Let us first consider what happens when we consider an angle between a random Gaussian vector $\mathbf{z}\sim \mathcal{N}(\mathbf{0}, \mathbf{I})$ and an arbitrary but fixed vector $\mathbf{x}$ of length $l = \|\mathbf{x}\|_2.$ We will show below that they are near-orthogonal with high probability.
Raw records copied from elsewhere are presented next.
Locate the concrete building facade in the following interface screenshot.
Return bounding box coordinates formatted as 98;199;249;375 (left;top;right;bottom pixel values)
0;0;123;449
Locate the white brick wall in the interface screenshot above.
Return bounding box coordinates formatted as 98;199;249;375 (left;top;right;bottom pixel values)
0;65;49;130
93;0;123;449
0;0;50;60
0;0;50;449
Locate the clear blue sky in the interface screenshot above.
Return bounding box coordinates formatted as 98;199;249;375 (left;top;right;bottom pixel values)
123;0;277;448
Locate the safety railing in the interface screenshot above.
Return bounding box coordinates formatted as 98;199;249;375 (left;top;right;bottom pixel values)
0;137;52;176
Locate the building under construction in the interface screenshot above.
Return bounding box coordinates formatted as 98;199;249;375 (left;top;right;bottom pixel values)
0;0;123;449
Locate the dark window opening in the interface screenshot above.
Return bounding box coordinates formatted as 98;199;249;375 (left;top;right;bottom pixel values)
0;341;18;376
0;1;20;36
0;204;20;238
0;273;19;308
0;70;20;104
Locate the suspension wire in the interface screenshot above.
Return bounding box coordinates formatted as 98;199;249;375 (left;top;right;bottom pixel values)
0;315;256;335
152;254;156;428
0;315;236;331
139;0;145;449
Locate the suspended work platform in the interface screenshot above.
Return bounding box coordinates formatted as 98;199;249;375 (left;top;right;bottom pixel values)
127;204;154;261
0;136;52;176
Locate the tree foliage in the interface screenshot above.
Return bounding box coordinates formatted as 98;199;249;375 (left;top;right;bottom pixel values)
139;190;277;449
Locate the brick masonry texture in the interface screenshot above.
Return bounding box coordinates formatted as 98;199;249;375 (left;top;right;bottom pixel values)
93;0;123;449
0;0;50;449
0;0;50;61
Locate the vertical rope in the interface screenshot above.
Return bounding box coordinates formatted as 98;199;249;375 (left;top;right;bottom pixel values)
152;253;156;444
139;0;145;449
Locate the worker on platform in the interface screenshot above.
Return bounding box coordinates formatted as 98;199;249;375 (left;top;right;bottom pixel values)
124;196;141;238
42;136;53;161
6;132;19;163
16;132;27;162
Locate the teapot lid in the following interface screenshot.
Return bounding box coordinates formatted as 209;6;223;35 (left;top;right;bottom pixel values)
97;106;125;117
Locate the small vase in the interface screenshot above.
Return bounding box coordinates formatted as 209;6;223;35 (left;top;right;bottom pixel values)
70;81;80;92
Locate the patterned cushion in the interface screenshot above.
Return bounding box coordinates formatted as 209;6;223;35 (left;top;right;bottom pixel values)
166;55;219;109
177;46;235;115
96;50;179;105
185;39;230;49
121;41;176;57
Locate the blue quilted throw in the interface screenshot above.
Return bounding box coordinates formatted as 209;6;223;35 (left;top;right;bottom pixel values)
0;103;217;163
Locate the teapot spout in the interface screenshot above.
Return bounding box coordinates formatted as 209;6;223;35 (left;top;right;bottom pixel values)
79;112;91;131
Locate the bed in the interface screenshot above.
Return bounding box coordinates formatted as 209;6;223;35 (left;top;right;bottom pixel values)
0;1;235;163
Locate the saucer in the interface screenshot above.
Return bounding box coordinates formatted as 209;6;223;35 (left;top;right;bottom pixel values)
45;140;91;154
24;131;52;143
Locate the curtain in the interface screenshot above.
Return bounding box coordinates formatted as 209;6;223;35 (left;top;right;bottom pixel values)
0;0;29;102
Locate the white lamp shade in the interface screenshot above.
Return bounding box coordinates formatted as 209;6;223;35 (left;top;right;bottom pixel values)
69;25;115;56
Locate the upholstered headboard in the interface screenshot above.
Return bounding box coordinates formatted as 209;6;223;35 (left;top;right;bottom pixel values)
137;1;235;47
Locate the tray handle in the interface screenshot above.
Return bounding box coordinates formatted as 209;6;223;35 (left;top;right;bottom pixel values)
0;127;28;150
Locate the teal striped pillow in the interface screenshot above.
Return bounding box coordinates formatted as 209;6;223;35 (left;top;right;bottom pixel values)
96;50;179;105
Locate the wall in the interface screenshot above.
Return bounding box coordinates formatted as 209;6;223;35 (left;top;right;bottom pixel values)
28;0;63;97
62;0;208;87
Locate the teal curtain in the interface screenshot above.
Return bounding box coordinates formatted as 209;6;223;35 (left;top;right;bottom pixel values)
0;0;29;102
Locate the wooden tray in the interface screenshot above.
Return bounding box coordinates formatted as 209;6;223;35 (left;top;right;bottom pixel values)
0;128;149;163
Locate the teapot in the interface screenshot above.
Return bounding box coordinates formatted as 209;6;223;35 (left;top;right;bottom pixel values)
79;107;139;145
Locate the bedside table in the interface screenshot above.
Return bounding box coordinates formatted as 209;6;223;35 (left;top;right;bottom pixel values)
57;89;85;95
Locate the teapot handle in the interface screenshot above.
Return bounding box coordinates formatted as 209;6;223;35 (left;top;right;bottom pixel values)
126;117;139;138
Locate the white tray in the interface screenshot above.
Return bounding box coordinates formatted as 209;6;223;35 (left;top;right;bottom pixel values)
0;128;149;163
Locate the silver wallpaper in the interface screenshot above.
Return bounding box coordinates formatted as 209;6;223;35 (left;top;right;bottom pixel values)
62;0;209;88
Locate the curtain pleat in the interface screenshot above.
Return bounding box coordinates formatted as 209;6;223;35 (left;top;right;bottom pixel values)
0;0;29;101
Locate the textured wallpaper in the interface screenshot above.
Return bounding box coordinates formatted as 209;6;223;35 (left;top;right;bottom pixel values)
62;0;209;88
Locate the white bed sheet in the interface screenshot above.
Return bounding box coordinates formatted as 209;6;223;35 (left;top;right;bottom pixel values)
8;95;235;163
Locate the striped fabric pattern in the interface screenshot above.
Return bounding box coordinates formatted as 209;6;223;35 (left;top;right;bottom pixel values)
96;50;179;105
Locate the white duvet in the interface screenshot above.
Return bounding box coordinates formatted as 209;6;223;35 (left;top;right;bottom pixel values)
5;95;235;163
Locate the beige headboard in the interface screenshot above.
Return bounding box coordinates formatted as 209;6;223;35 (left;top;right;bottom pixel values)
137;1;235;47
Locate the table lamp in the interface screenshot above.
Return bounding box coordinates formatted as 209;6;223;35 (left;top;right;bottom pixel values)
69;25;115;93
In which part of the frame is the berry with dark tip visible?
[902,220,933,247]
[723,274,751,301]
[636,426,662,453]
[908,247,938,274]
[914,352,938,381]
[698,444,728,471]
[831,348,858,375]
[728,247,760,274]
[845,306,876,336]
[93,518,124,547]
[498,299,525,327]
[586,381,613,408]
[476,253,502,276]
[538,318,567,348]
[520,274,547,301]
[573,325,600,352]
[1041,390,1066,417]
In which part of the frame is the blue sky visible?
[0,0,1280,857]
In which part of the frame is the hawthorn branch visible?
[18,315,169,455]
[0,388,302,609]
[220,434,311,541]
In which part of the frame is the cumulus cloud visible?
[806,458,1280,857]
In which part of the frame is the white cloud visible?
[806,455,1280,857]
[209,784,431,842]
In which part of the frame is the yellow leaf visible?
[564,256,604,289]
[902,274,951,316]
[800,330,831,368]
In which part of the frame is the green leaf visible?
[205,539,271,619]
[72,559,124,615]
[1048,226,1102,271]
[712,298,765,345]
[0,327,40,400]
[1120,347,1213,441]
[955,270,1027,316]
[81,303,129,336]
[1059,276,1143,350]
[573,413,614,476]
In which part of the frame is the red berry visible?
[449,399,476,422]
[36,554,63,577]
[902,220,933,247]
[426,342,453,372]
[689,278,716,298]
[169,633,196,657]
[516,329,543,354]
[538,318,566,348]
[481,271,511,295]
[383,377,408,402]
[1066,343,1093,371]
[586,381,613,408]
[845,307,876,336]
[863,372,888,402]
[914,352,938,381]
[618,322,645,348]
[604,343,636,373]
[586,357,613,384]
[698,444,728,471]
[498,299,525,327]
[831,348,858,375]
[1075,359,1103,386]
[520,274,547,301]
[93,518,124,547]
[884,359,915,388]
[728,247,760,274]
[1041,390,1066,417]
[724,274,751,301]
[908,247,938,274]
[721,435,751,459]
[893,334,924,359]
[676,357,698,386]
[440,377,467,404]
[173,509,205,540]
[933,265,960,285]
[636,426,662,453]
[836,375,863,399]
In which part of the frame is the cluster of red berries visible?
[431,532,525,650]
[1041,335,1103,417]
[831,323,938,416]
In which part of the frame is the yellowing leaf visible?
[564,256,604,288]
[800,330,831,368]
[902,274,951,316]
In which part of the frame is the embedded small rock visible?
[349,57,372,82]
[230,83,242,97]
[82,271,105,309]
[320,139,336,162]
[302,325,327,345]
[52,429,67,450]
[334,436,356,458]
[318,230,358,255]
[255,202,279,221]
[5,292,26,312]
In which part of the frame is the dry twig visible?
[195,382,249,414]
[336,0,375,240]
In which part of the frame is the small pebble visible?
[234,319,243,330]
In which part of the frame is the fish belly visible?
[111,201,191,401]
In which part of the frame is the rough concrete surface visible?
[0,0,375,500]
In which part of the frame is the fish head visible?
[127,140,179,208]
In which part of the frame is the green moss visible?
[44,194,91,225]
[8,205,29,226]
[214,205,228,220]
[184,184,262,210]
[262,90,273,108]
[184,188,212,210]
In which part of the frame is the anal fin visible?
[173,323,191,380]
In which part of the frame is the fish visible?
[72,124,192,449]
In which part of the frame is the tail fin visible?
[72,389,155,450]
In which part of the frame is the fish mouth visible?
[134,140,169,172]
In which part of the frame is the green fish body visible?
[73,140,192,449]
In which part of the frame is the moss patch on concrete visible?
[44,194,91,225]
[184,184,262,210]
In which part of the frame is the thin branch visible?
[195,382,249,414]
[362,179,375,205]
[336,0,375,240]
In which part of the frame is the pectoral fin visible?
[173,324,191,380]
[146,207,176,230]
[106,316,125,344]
Proof We use Chernoff's method again to prove this lemma. To do so, we compute $\mathbb{E}[e^{\lambda \mathbf{z}^\top \mathbf{x}}].$ As before, we notice that the entries of $\mathbf{z}$ are independent, and using that $\mathbf{z}^\top \mathbf{x} = \sum_{i=1}^d z_i x_i,$ we can write
$$ \mathbb{E}[e^{\lambda \mathbf{z}^\top \mathbf{x}}] = \mathbb{E}[e^{\lambda z_1 x_1}e^{\lambda z_2 x_2}\cdots e^{\lambda z_d x_d}] = \mathbb{E}[e^{\lambda z_1 x_1}]\mathbb{E}[e^{\lambda z_2 x_2}]\cdots \mathbb{E}[e^{\lambda z_d x_d}]. $$We have already computed the MGF of a univariate standard Gaussian before, so to avoid repetition, we observe that in this case instead of being multiplied by $\lambda,$ each Gaussian $z_i$ for $i = 1, 2, \dots, d$ is multiplied by $\lambda x_i,$ which is just another constant as all entries $x_i$ are fixed. Thus, we can conclude that
$$ \mathbb{E}[e^{\lambda z_i x_i}] = e^{\frac{\lambda^2 x_i^2}{2}}, \;\; \forall i = 1, 2, \dots, d, $$and, as a result, we can further conclude that
$$ \mathbb{E}[e^{\lambda \mathbf{z}^\top \mathbf{x}}] = e^{\frac{\lambda^2 (x_1^2 + x_2^2 + \dots + x_d^2)}{2}} = e^{\frac{\lambda^2 l^2}{2}}, $$where we used that $\|\mathbf{x}\|_2^2 = x_1^2 + x_2^2 + \dots + x_d^2 = l^2,$ which holds by the lemma assumption. We can conclude that $\mathbf{z}^\top \mathbf{x}$ is $l^2$-subgaussian and apply the Chernoff bound we had derived before.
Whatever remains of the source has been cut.